É também um erro pensar que a tentação que levou os zelotas ao desvio e que hoje assola o Centro Dom Bosco não poderá nos atingir em algum momento. Por isso devemos sempre ter em mente que nosso zelo pela Igreja não pode ser maior do que nossa obediência a ela.
Deve ser fantástico dirigir-se ao grupo mais perseguido atualmente e, ao mesmo tempo, o mais doutrinalmente correto – os tradicionalistas – para difamá-lo chamando de ideológico e revoltado e, não obstante, crendo-se ser obediente e uma arauto da comunhão. É a receita para praticar o mal em ato, imaginando-se estar fazendo o bem. Cuidemos para não cair na tentação do “Santa” Carona.

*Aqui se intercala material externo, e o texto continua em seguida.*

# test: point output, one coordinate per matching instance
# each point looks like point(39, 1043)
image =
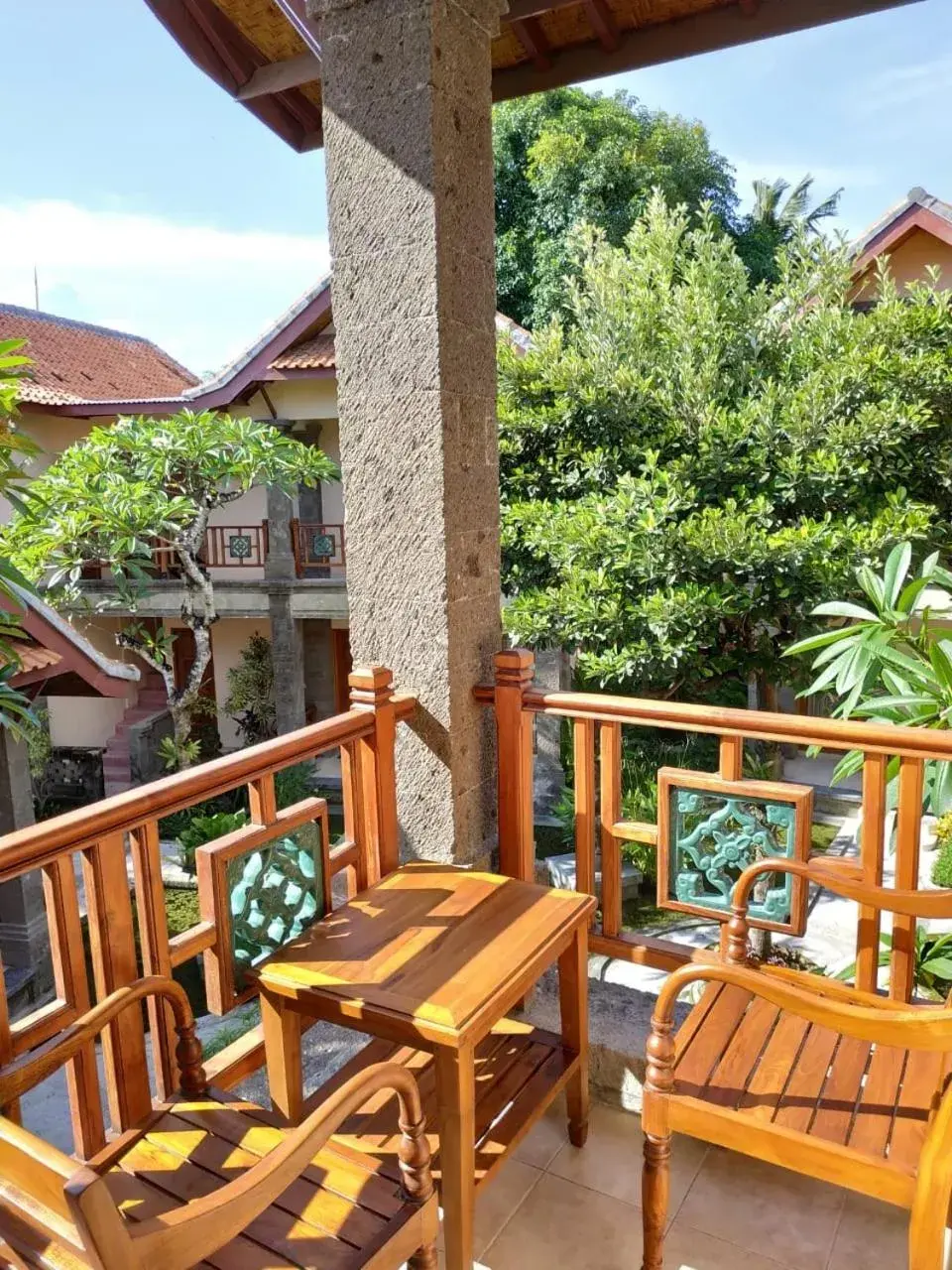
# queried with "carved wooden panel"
point(710, 829)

Por mais difícil que isso seja de compreender, é fundamental lembrar que, independente de qualquer pecado, quem ouve a Igreja, ouve a Cristo, pois “quem vos ouve, a mim ouve” (Lc 10, 6).
Nominalismo nas alturas.
Ao contrário das ideias soltas do Carona, cuja forma mentis já criticamos (mas que ele, se ler, vai entender como um ataque), os católicos tradicionalistas, por sua base tomista, preferem discernir não com base em canetada ou carteiraço, nem surfar em modas doutrinais ou fazer malabarismo com costumes mundanos, mas com base na Tradição Magisterial, uma vez que a Verdade não se contradiz.

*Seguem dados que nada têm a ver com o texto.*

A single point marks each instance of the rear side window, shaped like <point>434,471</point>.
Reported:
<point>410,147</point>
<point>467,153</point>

Enfim, está batendo num espantalho.
Deixo aqui meus parabéns a Pedro Affonseca pela coragem de dar esse testemunho e revelar aquilo que muitos já percebiam, mas que talvez não tivesse claro para tantos outros.
Já nós, cabe vigiar e orar (Mt 26:41).
Quanta coragem! Curvar-se, na prática, ao status quo do conservadorismo católico e tornar vago problemas graves concretos no dia a dia paroquial, tudo em nome da “comunhão”, da “obediência” e, claro, implicitamente, da fraternidade #CNBB.
Novamente, não está nem no Catecismo Romano, mas no Catecismo atual (n. 675), “A perseguição (…) porá a descoberto o «mistério da iniquidade», sob a forma duma impostura religiosa, que trará aos homens uma solução aparente para os seus problemas, à custa da apostasia da verdade“.
Não é uma impostura religiosa como o modernismo, que é o responsável pelas desordens na vida da Igreja (embora o Carona atribua a culpa aos tradicionalistas por uma inversão que é típica da mentalidade revolucionária), mas está mitigada nas posturas conservadoras e continuístas, onde a defesa da Tradição jamais deve cobrar o preço de descontentar o irmão ou criticar – sem revolta ou ódio, é claro – a má autoridade. Não deixa de ser um apreço por uma falsa paz à custa da apostasia da verdade.
Não se assuste o leitor. Chesterton já via essa marcha revolucionária no espírito conservador: “O mundo está dividido entre conservadores e progressistas. O negócio dos progressistas é continuar cometendo erros. O negócio dos conservadores é evitar que erros sejam corrigidos“. Os católicos tradicionais têm o hábito de denunciar essa dialética hegeliana que faz avançar a Crise da Igreja. Naturalmente, isso causa raiva e unem sinistramente libertários e conservadores em ataque contra os tradicionalistas. Que coisa, não? #quico #chaves
Mas, claro, é sempre possível optar pela “obediência” e pela “comunhão”. Sendo assim, não esqueçamos! Se houver escândalo, ignore, pois, ignorando-o, não irá expor nenhuma fragilidade. Se for criticar, ainda que seja o modernismo, que seja de forma vaga; colocar as coisas em termos concretos pode ofender a sensibilidade dos sem instrução. E se for criticar os tradicionalistas, faça através de um espantalho sem nunca entrar no mérito de suas teses; para isso, chame-os de desobedientes e revoltosos, se eles têm razão ou não, é secundário, que tudo fique de forma vaga. Mais genialmente humanista que isso é impossível.